Tuesday, July 07, 2009

Accio Value!

I'm getting fed up hearing that music has lost its value - to pirates, the internet, goblins or what have you.



Of course recorded music has value! What it lacks is price. It is the nature of the internet to lubricate communication, and it turns out that the apparent correlation between value and price is completely dependent on a certain friction in the marketplace. If it takes no effort to bring something to you then the actual price of that good is zero. This would be equally true if we could summon bananas to us at will from plantations on the Ivory Coast. It would be tough on the growers, but in a frictionless market they could no longer realise the value they had put in tending the plants. Of course such banana-summoning is clearly theft by any definition that has meaning today, but if we all suddenly had this Harry Potter-like power, what - short of a sudden outbreak of global altruism - could be done to stop it?



Music may have been the first sector to experience this effect, but it's not alone. And since the whole issue of music copying is fraught with emotion, consider instead the market in news. The internet has actually increased the value of news by making it both more immediate and longer-lasting, and by giving readers everywhere the ability to interact with and discuss it. Although there is no such thing as "news piracy", the true market price of news is also being revealed to be: nothing. This is why News Corp is trying to sue Google, and Robert Thomson of the Wall Street Journal was prompted to say that "Google devalues everything it touches"1. But it's the internet itself which is to blame for such reduction in cost, even as it ramps up the value - Google is but one of many lubricants which - fantastically! - enable us instantly to find what we want. The downside (if that's what it is - perhaps we should say, less judgmentally, "side-effect") of this unfettered access is the stark and unavoidable separation of value from price.

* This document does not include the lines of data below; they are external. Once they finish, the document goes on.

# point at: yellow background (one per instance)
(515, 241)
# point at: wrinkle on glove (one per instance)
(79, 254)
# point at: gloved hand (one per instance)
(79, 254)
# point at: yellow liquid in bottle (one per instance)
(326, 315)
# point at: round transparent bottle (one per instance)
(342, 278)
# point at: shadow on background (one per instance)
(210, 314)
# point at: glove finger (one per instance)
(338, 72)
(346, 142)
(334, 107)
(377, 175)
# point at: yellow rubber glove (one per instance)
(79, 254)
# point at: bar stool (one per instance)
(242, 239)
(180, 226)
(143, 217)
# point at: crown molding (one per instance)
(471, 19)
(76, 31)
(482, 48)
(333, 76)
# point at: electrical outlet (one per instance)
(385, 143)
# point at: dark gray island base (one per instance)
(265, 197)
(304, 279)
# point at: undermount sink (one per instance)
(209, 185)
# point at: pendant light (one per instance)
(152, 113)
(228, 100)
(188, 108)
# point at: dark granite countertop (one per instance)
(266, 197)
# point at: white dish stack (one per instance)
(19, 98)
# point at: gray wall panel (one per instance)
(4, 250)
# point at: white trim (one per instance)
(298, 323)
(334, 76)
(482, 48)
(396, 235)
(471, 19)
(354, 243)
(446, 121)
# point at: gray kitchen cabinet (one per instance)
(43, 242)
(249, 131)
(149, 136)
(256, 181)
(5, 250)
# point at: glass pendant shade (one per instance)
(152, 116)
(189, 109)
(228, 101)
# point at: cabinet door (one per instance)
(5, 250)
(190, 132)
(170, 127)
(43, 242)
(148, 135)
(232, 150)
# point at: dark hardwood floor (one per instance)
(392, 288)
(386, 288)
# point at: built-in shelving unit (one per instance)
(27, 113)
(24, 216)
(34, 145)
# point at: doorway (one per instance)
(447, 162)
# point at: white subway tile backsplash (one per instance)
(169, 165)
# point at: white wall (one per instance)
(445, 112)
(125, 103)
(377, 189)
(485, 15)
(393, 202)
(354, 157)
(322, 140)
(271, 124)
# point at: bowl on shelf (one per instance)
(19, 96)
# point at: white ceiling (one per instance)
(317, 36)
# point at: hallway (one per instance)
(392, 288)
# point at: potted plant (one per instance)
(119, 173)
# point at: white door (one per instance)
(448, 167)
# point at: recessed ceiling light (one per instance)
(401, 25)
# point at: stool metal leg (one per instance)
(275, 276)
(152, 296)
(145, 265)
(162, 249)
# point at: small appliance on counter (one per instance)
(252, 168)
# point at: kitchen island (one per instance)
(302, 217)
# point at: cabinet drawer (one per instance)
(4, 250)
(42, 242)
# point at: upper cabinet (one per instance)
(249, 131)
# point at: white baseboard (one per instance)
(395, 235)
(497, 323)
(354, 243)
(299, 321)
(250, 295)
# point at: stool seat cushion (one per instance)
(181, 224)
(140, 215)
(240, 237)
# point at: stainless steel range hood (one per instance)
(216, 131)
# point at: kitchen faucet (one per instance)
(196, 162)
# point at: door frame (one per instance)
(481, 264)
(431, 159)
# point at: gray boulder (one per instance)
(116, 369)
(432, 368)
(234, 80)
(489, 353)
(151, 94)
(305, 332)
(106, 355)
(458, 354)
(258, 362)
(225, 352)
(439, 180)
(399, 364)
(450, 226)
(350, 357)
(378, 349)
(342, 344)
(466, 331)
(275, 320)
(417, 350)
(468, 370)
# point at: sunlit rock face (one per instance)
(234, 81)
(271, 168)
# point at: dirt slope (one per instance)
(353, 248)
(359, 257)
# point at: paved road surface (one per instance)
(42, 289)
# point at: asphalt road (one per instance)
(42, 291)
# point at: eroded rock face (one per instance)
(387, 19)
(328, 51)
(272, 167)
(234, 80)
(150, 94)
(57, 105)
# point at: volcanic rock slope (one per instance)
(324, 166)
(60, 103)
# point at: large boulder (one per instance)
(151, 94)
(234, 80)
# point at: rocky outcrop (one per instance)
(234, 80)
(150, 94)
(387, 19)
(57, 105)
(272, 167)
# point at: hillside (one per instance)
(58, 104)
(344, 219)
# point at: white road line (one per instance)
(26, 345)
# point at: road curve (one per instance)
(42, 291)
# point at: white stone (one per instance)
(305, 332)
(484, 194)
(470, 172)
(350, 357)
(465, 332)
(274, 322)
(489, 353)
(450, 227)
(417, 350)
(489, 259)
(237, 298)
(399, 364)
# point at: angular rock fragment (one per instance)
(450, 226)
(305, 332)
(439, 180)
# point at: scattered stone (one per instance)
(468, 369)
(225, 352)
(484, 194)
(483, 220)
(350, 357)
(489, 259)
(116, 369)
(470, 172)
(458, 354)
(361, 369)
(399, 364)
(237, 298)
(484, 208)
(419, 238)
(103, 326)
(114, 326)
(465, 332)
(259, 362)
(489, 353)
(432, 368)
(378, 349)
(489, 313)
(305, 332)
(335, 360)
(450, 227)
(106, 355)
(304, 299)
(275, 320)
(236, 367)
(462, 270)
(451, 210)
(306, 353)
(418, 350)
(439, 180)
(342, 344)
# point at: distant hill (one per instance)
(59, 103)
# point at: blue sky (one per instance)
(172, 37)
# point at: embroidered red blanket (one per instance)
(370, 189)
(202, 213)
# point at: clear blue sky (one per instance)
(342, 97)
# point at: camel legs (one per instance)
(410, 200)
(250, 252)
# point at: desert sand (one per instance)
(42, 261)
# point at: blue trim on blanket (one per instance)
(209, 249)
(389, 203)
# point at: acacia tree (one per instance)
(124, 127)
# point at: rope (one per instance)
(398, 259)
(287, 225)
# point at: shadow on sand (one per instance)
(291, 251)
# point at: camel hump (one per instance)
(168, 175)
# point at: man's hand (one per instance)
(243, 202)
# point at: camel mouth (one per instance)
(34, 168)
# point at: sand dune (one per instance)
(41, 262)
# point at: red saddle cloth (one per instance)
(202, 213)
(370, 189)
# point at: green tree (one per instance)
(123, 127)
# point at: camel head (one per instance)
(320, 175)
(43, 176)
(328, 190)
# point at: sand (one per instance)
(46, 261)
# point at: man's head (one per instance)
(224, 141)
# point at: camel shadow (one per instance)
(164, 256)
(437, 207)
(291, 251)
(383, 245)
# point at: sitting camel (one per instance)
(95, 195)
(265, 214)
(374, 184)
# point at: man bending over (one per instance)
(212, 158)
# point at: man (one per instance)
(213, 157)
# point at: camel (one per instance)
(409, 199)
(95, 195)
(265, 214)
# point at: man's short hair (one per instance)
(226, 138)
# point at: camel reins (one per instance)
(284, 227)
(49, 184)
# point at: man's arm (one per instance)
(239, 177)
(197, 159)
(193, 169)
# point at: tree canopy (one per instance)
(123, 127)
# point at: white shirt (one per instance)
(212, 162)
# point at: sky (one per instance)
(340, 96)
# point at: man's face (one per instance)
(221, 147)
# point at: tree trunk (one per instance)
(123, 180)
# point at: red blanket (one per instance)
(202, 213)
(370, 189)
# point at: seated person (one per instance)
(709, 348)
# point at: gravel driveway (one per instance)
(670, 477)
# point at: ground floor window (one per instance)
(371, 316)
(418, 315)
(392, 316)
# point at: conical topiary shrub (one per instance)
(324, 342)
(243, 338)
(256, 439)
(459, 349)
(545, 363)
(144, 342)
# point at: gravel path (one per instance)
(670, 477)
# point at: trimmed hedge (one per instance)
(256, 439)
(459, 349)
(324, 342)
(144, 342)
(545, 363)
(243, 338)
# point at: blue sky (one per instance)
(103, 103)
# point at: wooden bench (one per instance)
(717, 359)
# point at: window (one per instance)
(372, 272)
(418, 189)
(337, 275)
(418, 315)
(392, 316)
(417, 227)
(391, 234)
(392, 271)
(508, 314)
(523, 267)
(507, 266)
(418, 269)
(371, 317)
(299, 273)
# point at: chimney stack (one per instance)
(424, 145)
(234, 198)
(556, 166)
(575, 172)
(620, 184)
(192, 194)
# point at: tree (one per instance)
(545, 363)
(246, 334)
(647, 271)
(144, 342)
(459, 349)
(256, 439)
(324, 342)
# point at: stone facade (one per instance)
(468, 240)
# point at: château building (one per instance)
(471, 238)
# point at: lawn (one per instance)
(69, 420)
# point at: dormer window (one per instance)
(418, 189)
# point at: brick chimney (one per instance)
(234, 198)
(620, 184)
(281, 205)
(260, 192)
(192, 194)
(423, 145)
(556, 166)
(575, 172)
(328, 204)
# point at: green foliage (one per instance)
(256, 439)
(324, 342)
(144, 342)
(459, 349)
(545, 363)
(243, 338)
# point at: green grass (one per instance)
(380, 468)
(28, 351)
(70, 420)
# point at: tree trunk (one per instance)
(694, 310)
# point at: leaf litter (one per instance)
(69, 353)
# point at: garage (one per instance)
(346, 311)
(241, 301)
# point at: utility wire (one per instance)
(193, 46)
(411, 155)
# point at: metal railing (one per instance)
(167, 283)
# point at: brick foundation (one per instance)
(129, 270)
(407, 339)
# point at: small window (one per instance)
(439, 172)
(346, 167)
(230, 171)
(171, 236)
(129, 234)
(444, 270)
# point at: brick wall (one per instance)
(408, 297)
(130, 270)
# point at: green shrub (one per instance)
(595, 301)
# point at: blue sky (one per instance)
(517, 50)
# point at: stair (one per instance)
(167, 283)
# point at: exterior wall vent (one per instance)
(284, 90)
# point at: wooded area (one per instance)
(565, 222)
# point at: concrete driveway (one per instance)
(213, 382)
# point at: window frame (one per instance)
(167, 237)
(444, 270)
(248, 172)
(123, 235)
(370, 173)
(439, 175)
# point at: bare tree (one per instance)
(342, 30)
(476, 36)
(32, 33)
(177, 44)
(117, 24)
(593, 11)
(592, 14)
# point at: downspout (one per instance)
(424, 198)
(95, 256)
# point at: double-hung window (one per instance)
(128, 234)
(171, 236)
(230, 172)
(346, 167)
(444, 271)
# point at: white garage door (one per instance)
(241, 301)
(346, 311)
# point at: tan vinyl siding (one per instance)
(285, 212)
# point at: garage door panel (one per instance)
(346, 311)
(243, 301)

Clearly, long-term, this is going to be a major problem (or opportunity, if you're so inclined): if journalists, editors and writers, like composers and performers before them, are unable to convert into a living the effort they put into their valuable work, continuing their socially important efforts will become unviable. Perhaps, instead of the seemingly impossible task of artificially raising prices we should start looking at ways to reduce the cost of living for all content creators (indeed for everyone) by spreading the gift economy into other sectors in a race towards a universal zero price.